Her is a remarkably ingenious film but, more important, it is a film that transcends its own ingenuity to achieve something akin to wisdom. By turns sad, funny, optimistic, and flat-out weird, it is a work of sincere and forceful humanism. Taken in conjunction with [Spike] Jonze’s prior oeuvre—and in particular his misunderstood 2009 masterpiece Where the Wild Things Are—it establishes him firmly in the very top tier of filmmakers working today. Like Eternal Sunshine of the Spotless Mind—of which Her is a clear descendant—Jonze’s film uses the tools of lightly scienced fiction to pose questions of genuine emotional and philosophical weight. What makes love real: the lover, the loved one, or the means by which love is conveyed? Need it be all three?

Dana Stevens’s take:

Her isn’t, in the end, a political or socio-cultural satire, much less a nostalgic tract about the need to throw away our devices and truly live. It’s a wistful portrait of our current love affair with technology in all its promise and disappointment, a post-human Annie Hall.

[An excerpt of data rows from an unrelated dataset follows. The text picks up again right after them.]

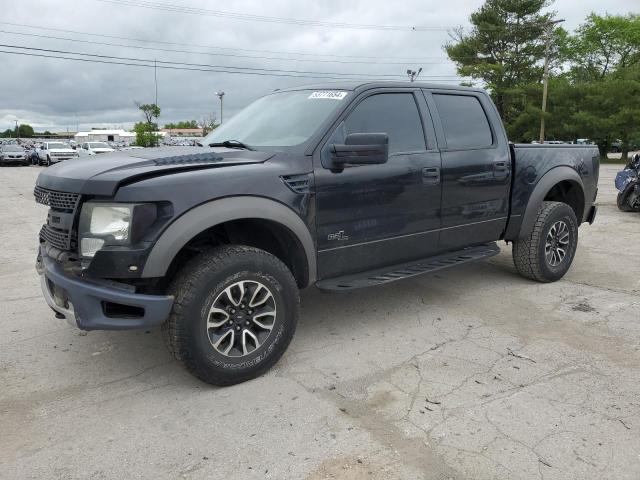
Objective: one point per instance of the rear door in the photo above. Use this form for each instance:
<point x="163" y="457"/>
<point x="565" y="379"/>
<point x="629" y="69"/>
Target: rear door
<point x="375" y="215"/>
<point x="476" y="168"/>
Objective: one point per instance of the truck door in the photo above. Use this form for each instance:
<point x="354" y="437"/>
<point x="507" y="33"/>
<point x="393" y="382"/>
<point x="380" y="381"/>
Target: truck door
<point x="375" y="215"/>
<point x="476" y="168"/>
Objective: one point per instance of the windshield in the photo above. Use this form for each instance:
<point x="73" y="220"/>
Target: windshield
<point x="279" y="120"/>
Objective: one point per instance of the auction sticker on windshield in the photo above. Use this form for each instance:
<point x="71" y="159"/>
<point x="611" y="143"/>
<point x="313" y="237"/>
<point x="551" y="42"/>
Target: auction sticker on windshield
<point x="330" y="94"/>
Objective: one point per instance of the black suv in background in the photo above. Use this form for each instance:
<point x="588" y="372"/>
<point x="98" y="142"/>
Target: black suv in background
<point x="340" y="186"/>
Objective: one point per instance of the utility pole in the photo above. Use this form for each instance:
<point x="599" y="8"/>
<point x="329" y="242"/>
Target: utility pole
<point x="155" y="78"/>
<point x="545" y="75"/>
<point x="413" y="74"/>
<point x="220" y="94"/>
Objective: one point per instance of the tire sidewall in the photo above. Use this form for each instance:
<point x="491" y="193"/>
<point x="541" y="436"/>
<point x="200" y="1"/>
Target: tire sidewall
<point x="200" y="348"/>
<point x="561" y="213"/>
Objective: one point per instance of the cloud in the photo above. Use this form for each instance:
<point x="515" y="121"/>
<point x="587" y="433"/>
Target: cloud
<point x="60" y="94"/>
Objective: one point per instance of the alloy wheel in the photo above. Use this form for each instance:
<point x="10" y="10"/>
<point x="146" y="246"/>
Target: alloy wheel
<point x="241" y="318"/>
<point x="556" y="244"/>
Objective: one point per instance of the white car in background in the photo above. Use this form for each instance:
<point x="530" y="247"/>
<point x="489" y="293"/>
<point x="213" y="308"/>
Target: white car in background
<point x="54" y="152"/>
<point x="94" y="148"/>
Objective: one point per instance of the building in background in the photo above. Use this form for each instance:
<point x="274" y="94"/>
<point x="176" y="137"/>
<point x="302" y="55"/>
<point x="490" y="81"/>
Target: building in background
<point x="96" y="135"/>
<point x="183" y="132"/>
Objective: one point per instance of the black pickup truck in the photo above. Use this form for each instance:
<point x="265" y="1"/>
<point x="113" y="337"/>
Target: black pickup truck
<point x="340" y="186"/>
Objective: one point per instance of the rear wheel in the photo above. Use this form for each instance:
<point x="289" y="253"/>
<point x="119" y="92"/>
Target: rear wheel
<point x="547" y="253"/>
<point x="234" y="314"/>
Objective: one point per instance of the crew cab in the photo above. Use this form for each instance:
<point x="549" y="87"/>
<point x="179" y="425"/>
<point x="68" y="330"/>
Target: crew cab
<point x="54" y="152"/>
<point x="338" y="186"/>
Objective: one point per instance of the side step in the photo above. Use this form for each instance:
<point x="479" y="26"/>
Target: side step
<point x="392" y="273"/>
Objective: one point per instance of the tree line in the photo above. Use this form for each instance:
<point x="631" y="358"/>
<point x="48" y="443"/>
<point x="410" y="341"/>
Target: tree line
<point x="594" y="72"/>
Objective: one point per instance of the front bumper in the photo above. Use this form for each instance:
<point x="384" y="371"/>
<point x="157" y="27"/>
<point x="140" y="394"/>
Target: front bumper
<point x="94" y="306"/>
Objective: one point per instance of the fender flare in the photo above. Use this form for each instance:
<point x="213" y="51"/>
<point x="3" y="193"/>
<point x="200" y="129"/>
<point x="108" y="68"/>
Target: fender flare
<point x="215" y="212"/>
<point x="542" y="188"/>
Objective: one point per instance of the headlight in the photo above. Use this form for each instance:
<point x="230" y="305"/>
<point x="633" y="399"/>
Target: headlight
<point x="107" y="224"/>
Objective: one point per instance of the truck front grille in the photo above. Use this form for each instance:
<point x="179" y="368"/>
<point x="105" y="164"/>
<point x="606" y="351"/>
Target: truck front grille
<point x="57" y="200"/>
<point x="59" y="230"/>
<point x="57" y="238"/>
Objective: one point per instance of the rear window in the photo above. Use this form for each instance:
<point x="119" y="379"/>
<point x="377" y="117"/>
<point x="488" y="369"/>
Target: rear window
<point x="464" y="121"/>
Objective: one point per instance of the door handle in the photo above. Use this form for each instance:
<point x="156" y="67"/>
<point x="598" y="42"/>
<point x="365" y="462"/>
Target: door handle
<point x="500" y="166"/>
<point x="431" y="175"/>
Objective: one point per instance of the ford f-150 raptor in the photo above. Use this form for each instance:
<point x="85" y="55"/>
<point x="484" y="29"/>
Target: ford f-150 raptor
<point x="340" y="186"/>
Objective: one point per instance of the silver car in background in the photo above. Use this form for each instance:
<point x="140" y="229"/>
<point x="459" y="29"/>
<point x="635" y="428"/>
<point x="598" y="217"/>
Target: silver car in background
<point x="12" y="155"/>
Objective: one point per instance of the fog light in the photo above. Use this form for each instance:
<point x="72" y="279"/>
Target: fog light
<point x="89" y="246"/>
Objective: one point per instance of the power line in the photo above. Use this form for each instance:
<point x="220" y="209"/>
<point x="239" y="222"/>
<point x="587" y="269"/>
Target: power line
<point x="214" y="54"/>
<point x="263" y="18"/>
<point x="204" y="65"/>
<point x="190" y="69"/>
<point x="169" y="7"/>
<point x="195" y="45"/>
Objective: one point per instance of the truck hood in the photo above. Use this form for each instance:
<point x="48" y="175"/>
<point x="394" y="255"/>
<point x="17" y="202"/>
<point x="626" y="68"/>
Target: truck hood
<point x="103" y="174"/>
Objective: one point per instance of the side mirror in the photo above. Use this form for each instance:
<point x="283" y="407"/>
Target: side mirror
<point x="361" y="149"/>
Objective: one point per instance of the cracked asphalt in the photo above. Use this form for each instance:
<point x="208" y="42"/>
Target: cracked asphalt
<point x="472" y="373"/>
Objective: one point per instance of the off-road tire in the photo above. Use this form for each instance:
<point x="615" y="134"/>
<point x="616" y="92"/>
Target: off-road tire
<point x="529" y="253"/>
<point x="195" y="288"/>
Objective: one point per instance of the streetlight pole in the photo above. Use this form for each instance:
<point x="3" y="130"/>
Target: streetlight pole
<point x="220" y="95"/>
<point x="545" y="75"/>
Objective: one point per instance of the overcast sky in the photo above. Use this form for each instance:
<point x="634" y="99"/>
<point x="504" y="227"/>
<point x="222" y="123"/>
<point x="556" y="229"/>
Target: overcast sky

Brett McCracken compares the protagonist to the operating system:

Theodore earns a living communicating emotion for a populace presumably deficient in the art. In this world, communication itself has become a necessary nuisance. You need it to live, but it’s devoid of pleasure and avoided whenever possible. Other people write intimate letters for you; your OS writes your e-mails, makes your calls, chooses and buys presents for your goddaughter, and navigates dicey dynamics with divorce lawyers.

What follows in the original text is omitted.